Lingering worries over Brexit muted the potential of the GBP/NZD exchange rate, with a number of key issues such as the Irish border yet to be resolved.
New Zealand Dollar Recovers Ground Despite Global Trade War Forecasts
While concerns continued to mount over the likelihood of a trade war erupting between the US and China, this has failed to offer the GBP/NZD exchange rate any support on Friday morning.
This was largely due to renewed softness in the US Dollar (USD), which has suffered thanks to the likely negative impact that tit-for-tat tariffs from China could have on the growth of the US economy.
Although the Reserve Bank of New Zealand (RBNZ) looks set to leave interest rates on hold for the foreseeable future this neutral policy outlook has not kept the New Zealand Dollar (NZD) under any particular pressure.
Even as the policy divergence between the RBNZ and other major central banks, most notably the US Federal Reserve, continues to widen the downside potential of NZD exchange rates still looks somewhat limited.

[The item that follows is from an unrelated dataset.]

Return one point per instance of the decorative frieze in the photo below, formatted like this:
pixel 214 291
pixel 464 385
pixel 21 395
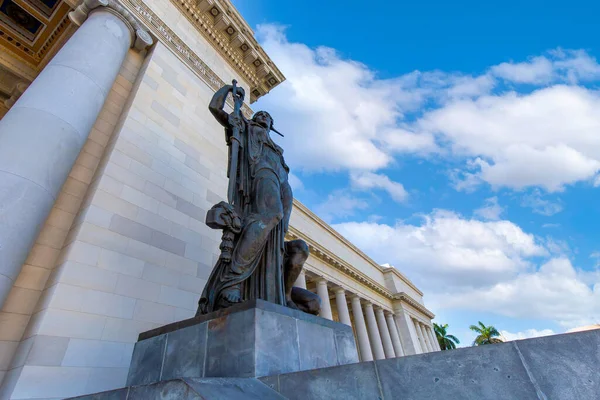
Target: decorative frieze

GBP/NZD Exchange Rate Volatility Forecast as New RBNZ Governor Takes Reins
Additional weakness could be in store for the GBP/NZD exchange rate on Monday as New Zealand finance minister Grant Robertson and incoming RBNZ Governor Adrian Orr sign a new Policy Targets Agreement (PTA).
This fresh PTA is expected to shift the RBNZ’s focus from simply targeting inflation to include an additional target on employment levels.

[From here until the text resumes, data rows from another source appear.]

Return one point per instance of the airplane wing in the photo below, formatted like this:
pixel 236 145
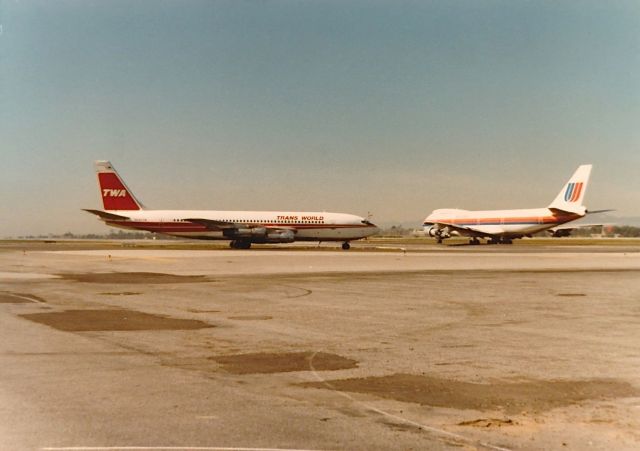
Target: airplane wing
pixel 105 215
pixel 467 230
pixel 215 225
pixel 566 229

Such a change in direction may give the central bank less reason to maintain a neutral policy bias in the coming months, to the potential benefit of the New Zealand Dollar.
Focus will also fall on Governor Adrian Orr’s first media briefing, which investors will scrutinise for any hints as to Orr’s likely approach to monetary policy.
Anything that encourages bets of a more proactive RBNZ outlook would weigh heavily on the GBP/NZD exchange rate.
However, if the latest trade data fails to impress the New Zealand Dollar is forecast to return to a generally softer footing.
Developments in the global economy may still offer some degree of support to the GBP/NZD exchange rate in the near term, though, as a trade war would not benefit the New Zealand economy.